Scaling plot of the time to consensus as a function of group size $N$ and group affinity $f$ for two coupled groups. There are two asymptotic regimes, for strong and weak coupling, respectively. The boundary is marked by the intersection $N_{\times }(1-f)$ of the curves fitting the power laws. The other parameter values are $T=1,\lambda =0.01,h=0.01$. Inset: The same curves before rescaling.

Figure 2

The dependence of the boundary between the asymptotic limits of the scaling law, $(1-f)N_{\times }$, on the magnitude of change in vocabulary $\lambda$ is linear for $\lambda <1/h$. For large values of $\lambda$, the function $\eta$ becomes independent of this parameter.
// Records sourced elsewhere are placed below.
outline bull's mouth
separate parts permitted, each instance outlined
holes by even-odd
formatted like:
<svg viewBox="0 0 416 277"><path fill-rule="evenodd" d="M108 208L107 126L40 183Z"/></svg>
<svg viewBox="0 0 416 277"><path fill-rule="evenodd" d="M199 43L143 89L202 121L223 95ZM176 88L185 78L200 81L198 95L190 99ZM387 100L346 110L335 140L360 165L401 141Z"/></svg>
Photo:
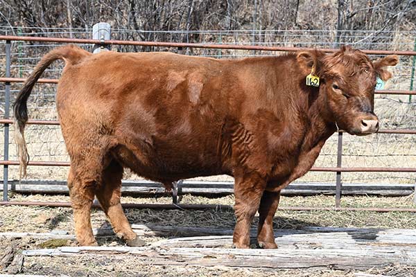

Other parameter values are $N=2$ and $T=1$.

Figure 3

For very small values of the relative influence of the interlocutor, $h$, the boundary $(1-f)N_{\times }$ does not depend on this parameter. In the limit of large $h$, the boundary becomes proportional to $1/h$. The values of the other parameters are $N=2$ and $T=1$.

Figure 4

Typical time trajectories of the consensus measure $x_0$ of two groups with (a) weak ($f=0.9999$), (b) intermediate ($f=0.998$), and (c) strong ($f=0.9$) coupling. Other parameter values: $T=1$, $\lambda =0.01$, $h=0.01$.

Figure 5

(a) The trajectory from Fig. 4c, for strong group coupling, here in ($x_{0,1}$,$x_{0,2}$) coordinates. The dynamics is that of a one-dimensional random walk with absorbing boundaries. (b) The trajectory for intermediate group coupling from Fig. 4b. It is the dynamics of a two-dimensional random walk in a rectangular area with reflecting boundaries and two absorbing points.

Figure 6

A typical coarse-grained trajectory of the consensus measure for two groups ($x_{0,1}$ and $x_{0,2}$, respectively), as well as the consensus measure throughout the system, $\langle x_0\rangle$, for $N_G=256$ groups with group affinity $f=0.5$ (other parameter values: $N=2$, $T=1$, $\lambda =0.01$, $h=0.01$). The points represent averages over 1000 simulation runs. For larger numbers $N$ of speakers in a group, the trajectory looks similar.

Figure 7

A coarse-grained trajectory of the consensus measures $x_{0,1}$, $x_{0,2}$, and $\langle x_0\rangle$ in a system of $N_G=256$ groups with group affinity $f=0.99$ (values of the other parameters: $N=2$, $T=1$, $\lambda =0.01$, $h=0.01$). The points are averaged over 1000 simulation runs.

Figure 8

Scaling plot of the time to consensus for a well-mixed system with different number of groups and fixed group size. Inset: the horizontal scaling factor obtained by shifting the curves in order to obtain the master curve. For $N_G<32$, the scaling is different from the one for large $N_G$ due to finite-size effects. Other parameters: $N=4$, $T=1$, $\lambda =0.01$, $h=0.01$.

Figure 9

Scaling plot of the time to consensus for a system of groups on a square lattice. Inside the groups the configuration is well-mixed. Inset: horizontal scaling factor, obtained by shifting the simulation data curves so that they all fall onto the master curve. Other parameters: $N=2$, $T=1$, $\lambda =0.01$, $h=0.01$.